No hay crisis de autoridad sin deterioro paralelo de la obediencia.
¡Cómo se lo ha experimentado en la esfera pública, en particular, en la eclesiástica, en estas últimas semanas!
Si encuentran a alguien que sostenga que obedecer el fácil, manden sus argumentos por favor. La obediencia es difícil justamente porque implica tres cosas que no nos gustan nada: Oír las voces exteriores, apagar las voces interiores, ponernos en movimiento.
Pero la obediencia es posible -más que eso, es imprescindible- porque esas tres actitudes son propias de la dignidad humana.
Oír las voces exteriores significa reconocer la superioridad de otros -de casi todos- por su investidura, por su experiencia, por su ciencia, por su santidad, por lo que sea o por todo lo anterior junto. Superioridad, y ya está.
Apagar las voces interiores implica hacerle el menor caso posible a las primeras reacciones defensivas, a los instintos de supervivencia de nuestra soberbia, a las pocas coordenadas que creemos tener como tierra firme para nuestra vida, apoyadas por cierto en un torpe «yo de esto entiendo.»
Ponerse en movimiento significa preguntar a las voces exteriores qué hay que hacer, dónde, cómo, cuándo -planteando con discreción las propias dudas, ciertamente- y trazar el plan para ejecutar los criterios de esa autoridad.

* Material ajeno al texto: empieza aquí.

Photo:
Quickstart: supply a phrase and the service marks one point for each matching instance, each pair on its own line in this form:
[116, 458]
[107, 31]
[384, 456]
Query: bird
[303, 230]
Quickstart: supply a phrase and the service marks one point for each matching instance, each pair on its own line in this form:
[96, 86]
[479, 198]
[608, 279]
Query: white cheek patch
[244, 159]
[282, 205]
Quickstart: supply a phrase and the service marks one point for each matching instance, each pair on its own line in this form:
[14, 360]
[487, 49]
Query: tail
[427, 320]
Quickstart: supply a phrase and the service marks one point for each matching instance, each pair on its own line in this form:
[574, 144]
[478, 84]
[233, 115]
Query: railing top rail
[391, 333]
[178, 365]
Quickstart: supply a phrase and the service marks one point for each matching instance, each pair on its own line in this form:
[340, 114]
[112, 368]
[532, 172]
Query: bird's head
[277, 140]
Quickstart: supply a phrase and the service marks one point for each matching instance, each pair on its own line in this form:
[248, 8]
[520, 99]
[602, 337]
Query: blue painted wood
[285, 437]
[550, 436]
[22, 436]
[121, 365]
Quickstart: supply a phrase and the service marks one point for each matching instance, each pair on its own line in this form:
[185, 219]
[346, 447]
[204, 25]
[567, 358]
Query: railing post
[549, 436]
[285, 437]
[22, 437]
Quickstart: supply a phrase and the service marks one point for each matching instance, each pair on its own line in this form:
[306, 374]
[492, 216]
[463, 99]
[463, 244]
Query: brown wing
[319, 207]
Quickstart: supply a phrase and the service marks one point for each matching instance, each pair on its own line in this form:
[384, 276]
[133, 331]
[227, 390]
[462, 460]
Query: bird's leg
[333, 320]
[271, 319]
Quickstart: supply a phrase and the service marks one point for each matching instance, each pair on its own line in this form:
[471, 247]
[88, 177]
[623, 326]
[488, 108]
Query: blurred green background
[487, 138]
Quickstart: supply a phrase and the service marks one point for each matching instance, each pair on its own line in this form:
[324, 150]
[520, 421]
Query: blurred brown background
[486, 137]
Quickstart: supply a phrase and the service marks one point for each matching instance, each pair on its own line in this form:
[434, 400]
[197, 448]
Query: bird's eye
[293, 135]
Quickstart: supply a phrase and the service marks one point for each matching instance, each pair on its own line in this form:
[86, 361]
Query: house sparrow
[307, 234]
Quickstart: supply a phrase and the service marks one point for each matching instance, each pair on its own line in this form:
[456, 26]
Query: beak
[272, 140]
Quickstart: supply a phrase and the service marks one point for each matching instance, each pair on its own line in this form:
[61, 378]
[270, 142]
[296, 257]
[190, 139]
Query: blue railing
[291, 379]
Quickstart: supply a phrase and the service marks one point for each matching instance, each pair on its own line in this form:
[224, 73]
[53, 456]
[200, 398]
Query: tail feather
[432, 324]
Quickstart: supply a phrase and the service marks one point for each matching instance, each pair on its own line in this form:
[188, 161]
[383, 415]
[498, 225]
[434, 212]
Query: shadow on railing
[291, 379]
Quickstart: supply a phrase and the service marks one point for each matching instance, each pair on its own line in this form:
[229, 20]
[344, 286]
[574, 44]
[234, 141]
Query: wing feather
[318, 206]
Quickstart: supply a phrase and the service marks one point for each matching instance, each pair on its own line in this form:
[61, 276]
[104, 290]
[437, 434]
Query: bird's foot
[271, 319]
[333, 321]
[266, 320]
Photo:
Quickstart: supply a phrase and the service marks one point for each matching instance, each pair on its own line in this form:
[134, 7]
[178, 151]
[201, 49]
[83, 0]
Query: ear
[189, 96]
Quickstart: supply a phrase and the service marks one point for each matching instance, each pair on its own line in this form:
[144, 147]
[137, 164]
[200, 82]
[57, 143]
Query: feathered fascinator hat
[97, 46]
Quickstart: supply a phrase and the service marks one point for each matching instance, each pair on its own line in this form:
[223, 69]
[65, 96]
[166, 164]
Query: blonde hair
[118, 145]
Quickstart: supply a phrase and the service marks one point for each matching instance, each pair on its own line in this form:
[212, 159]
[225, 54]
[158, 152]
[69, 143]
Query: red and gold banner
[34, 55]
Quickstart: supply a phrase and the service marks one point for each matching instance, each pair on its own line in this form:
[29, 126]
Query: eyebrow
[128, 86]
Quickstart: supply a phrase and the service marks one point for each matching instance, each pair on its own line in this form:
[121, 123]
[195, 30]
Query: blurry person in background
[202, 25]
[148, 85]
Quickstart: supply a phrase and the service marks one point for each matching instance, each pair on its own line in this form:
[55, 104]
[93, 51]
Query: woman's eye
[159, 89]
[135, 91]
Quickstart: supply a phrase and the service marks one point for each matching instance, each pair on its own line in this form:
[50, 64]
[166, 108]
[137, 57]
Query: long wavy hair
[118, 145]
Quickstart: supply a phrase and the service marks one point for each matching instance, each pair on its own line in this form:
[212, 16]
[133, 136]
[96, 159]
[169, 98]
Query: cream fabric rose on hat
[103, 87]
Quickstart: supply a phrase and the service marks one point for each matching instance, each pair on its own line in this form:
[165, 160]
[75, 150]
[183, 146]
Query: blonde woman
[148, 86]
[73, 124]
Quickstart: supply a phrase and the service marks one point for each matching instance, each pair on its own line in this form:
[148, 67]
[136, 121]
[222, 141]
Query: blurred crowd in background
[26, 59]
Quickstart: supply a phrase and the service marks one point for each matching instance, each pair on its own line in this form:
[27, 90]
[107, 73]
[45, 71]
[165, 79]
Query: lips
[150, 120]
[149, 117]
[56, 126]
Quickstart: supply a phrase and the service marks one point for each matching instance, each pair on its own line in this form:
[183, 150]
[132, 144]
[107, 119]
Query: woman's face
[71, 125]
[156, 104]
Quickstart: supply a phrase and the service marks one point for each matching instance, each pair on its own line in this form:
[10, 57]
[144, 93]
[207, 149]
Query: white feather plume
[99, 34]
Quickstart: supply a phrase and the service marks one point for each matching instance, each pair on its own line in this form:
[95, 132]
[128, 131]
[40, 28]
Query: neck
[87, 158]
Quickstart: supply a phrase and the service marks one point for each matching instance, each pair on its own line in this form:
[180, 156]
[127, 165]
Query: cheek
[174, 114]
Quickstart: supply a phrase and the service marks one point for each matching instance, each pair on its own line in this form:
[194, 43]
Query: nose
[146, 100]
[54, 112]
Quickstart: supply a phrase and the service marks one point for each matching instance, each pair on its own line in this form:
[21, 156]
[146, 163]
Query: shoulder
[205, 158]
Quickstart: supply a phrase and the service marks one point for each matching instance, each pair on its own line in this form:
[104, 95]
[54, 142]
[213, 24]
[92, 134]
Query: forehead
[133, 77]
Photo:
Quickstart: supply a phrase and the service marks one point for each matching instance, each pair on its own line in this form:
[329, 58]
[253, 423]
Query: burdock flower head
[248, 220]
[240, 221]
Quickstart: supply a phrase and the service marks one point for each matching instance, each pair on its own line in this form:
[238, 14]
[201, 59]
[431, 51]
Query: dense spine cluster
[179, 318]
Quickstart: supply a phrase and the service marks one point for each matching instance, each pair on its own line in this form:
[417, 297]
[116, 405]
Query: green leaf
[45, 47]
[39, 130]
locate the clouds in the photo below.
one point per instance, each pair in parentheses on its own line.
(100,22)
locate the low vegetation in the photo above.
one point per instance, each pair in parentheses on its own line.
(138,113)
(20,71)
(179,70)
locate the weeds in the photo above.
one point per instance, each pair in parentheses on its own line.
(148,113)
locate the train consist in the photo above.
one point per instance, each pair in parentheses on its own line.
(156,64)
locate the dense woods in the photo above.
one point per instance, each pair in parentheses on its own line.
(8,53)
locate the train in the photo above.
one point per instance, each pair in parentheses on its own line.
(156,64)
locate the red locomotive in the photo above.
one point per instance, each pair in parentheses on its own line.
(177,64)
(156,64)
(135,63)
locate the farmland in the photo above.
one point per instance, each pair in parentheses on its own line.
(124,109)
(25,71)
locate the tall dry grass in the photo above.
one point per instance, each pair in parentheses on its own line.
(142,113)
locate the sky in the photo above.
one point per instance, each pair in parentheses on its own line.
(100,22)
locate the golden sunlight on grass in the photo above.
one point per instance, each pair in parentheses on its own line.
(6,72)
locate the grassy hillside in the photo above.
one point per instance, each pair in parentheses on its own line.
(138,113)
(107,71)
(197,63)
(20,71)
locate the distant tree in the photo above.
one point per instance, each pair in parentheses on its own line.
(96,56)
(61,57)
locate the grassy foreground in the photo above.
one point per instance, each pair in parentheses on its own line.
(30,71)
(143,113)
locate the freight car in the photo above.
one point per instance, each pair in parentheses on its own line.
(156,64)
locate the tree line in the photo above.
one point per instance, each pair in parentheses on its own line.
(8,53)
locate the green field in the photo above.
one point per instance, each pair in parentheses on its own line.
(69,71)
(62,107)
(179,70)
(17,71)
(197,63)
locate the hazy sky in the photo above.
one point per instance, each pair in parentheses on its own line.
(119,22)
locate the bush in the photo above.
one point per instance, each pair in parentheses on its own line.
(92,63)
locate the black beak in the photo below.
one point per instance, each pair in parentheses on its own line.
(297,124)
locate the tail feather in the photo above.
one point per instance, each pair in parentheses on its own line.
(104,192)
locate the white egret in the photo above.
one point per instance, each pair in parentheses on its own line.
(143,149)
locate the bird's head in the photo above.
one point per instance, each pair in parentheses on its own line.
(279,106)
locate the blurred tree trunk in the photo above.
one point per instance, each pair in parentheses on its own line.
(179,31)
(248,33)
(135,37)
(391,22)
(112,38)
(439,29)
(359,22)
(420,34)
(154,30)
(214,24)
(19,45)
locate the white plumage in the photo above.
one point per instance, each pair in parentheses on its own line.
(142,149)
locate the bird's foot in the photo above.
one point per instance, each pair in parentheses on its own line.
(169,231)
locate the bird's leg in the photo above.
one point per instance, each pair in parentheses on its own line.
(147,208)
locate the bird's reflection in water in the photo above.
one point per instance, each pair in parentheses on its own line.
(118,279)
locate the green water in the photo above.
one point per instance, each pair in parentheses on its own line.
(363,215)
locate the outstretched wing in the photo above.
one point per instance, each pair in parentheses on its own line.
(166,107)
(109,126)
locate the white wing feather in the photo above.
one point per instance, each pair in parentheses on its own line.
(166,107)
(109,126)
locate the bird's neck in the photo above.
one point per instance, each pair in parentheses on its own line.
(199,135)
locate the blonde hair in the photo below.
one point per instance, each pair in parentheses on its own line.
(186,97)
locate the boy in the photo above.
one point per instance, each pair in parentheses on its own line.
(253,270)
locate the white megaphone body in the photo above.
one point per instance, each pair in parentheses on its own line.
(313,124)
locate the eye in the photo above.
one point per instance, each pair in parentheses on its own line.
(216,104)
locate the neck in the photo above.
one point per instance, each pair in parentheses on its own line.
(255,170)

Casi todo esto está faltando en algunos que debieran ser los primeros en obedecer y en dar ejemplo a los demás. ¿Por qué?
Porque oyen muy poco las voces de afuera, en primer lugar, porque son muchísimas y apenas las saben discriminar, y, en segundo lugar, porque hay mucho ruido proveniente de las voces de adentro, que como hablan unilateralmente, sin contradictor, parecen sabias. Y no lo son.
Eso hace que el movimiento de algunos vaya justamente en la línea contraria de la autoridad. No obedecen, se rebelan.